Set to Music a Wildfire
by Ruth Awad
Southern Indiana University Press, $14.95, 84pp.
There seems to be only one way to read Ruth Awad’s debut collection of poetry, Set to Music a Wildfire, and that is to plunge in and allow yourself to be submerged. The winner of the 2016 Michael Waters Poetry Prize, this book is colored by the experiences of Awad’s father during the Lebanese Civil War. The first section immerses us in scenes of Lebanon: we’re carried along through the streets of Tripoli on a bus before the war breaks out, we journey with Awad’s father to collect water amid the sound of gunfire, we catch a glimpse of a tourist boardwalk turned battle ground.
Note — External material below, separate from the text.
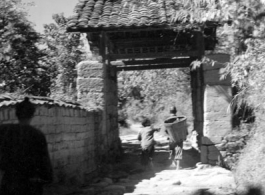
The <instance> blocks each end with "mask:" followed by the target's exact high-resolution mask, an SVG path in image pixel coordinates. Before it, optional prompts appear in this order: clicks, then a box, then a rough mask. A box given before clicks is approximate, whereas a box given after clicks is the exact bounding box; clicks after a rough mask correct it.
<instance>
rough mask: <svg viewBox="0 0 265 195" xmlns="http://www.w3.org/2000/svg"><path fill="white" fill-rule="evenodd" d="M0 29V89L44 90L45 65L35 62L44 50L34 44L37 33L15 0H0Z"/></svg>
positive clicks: (42, 93)
mask: <svg viewBox="0 0 265 195" xmlns="http://www.w3.org/2000/svg"><path fill="white" fill-rule="evenodd" d="M0 29H1V30H0V83H1V85H0V87H1V91H4V92H14V91H16V90H18V89H20V90H22V91H24V92H27V93H30V94H33V95H46V94H48V93H49V88H48V86H49V85H50V83H49V78H48V76H47V75H46V74H45V71H46V67H45V66H42V65H41V64H39V59H40V58H41V57H43V56H44V53H42V52H41V51H40V50H39V48H38V46H37V44H36V43H37V42H38V41H39V39H40V36H39V34H38V33H36V32H35V31H34V29H33V28H32V26H31V23H30V22H29V21H28V20H27V19H26V13H25V11H24V9H23V7H22V6H21V4H20V1H19V0H12V1H8V0H2V1H1V2H0Z"/></svg>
Later sections explore the ways that Awad’s father carried these moments with him to America, and the way they echo through generations.
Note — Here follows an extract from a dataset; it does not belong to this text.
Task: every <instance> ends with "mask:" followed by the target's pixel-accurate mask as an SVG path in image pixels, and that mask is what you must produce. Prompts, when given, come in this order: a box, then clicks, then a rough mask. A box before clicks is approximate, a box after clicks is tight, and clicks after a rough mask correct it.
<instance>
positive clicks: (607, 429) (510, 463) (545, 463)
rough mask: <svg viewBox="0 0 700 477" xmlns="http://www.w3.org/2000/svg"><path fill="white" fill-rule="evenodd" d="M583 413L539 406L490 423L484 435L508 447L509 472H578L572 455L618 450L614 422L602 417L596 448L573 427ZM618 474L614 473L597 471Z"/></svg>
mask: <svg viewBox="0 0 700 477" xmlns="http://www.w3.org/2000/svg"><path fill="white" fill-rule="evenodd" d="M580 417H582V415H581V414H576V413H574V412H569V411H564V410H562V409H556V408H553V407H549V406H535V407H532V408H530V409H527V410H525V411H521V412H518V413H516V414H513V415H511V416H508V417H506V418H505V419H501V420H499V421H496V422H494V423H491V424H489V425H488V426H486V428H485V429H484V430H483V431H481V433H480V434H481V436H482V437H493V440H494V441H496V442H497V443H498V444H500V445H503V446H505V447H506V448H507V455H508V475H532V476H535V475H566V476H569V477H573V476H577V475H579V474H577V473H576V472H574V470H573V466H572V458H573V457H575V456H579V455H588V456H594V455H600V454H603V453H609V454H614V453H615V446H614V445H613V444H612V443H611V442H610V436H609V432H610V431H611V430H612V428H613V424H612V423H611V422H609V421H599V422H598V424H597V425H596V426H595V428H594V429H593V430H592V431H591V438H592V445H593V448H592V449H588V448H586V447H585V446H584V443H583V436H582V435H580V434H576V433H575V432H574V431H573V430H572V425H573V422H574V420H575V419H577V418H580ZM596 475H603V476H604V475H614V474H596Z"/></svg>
This documentary style of poetry invites the reader to bear witness to the trauma of war. It lingers in the jarring sounds, smoke, hunger, and sorrow of a country in conflict. Awad displays a diverse control of language in order to reflect the varied landscape. The sparseness of her words imply desperation:
White building, throat necklaced
with clothesline, each scarf beats with a stolen pulse.
Too many to count.
The whole land nailed under that gallop.
Yet moments of rich color and sensuality shine through the rubble:
Watch the palm leaves fanning your path,
waving you to Jezzine
where knives are made of gold and waterfalls kneel
over mountains like women, long rivers of them.
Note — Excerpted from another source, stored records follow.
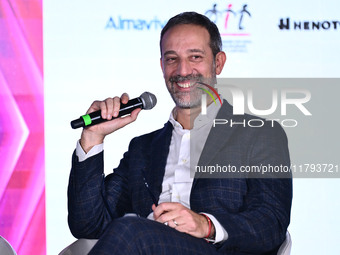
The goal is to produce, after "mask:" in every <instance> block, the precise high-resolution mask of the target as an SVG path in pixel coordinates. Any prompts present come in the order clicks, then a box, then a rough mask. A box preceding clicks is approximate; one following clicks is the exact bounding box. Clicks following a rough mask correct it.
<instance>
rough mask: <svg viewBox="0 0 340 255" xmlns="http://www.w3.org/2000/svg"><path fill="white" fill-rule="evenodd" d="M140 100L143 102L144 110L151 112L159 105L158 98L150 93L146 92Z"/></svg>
mask: <svg viewBox="0 0 340 255" xmlns="http://www.w3.org/2000/svg"><path fill="white" fill-rule="evenodd" d="M140 99H141V100H142V102H143V109H145V110H150V109H152V108H153V107H154V106H155V105H156V104H157V98H156V96H155V95H154V94H152V93H150V92H144V93H143V94H141V95H140Z"/></svg>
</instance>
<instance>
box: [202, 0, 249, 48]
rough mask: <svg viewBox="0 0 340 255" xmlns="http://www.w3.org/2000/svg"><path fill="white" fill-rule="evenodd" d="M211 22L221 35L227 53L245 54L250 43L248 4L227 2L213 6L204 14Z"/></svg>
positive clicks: (214, 5) (223, 45)
mask: <svg viewBox="0 0 340 255" xmlns="http://www.w3.org/2000/svg"><path fill="white" fill-rule="evenodd" d="M204 14H205V15H206V16H207V17H208V18H209V19H210V20H211V21H213V22H214V23H215V24H216V25H217V27H218V29H219V31H220V34H221V37H222V43H223V48H224V49H225V51H227V52H240V53H246V52H247V51H248V45H249V44H250V43H251V40H250V37H251V33H250V26H249V25H250V23H251V18H252V14H251V10H250V7H249V6H248V4H239V3H238V4H234V3H230V2H228V1H226V2H224V3H223V4H219V5H218V4H216V3H215V4H213V6H212V7H211V8H210V9H208V10H207V11H205V13H204Z"/></svg>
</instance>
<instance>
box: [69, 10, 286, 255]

Wind through the ridge-cut road
whittling past the wind-wrought pines,
wracked branches green-washing
the wrist of the valley below.
The thread of conflict follows from Awad’s illustration of the Lebanese Civil War into her depiction of her family in America. In “Lebanese Famine in America” she shows how her father contrasts the hunger of famine in Lebanon to the hunger of the working class poor in the US, and tries to convince himself of the latter, “it’s enough / it’s enough it’s enough” (29). She portrays the shaky foundations of her parents’ relationship and the fear that arises from the creation of new life amid struggle. Her mother’s voice comes through heartbreakingly in “New Mother” as she writes:
No, sweet girl, don’t drink in your inheritance,
this grief you can wear like a locket and open often,
this grief that will wring your hair over its knuckles
and pull up the dark roots.
The chorus of voices characterized in Awad’s poetry collection create a complex diorama of her family, and of the people and places that have influenced them. She represents the alienation of the immigrant experience, as well as the first-generation child’s sense of not quite belonging anywhere.
Set to Music a Wildfire is a picture album of a divided country and a divided family. Ruth Awad’s poems work to show us what is at stake when we love something. Through the bullet riddled buildings and scattered bricks we glimpse images of earth and water, sun and sea gulls. There are flashes of Awad’s father as a child with his sisters as “we sailed through bright saffron scarves, / past barrels of grain and earthy bins of pine nuts” (39). These moments of stunning beauty are woven throughout the text and drive home the complexity of the human experience, highlighting the underlying quality of endurance through misfortune. This experience of surviving and enduring is central to Awad’s collection, and she gives a powerful voice to its intricacy.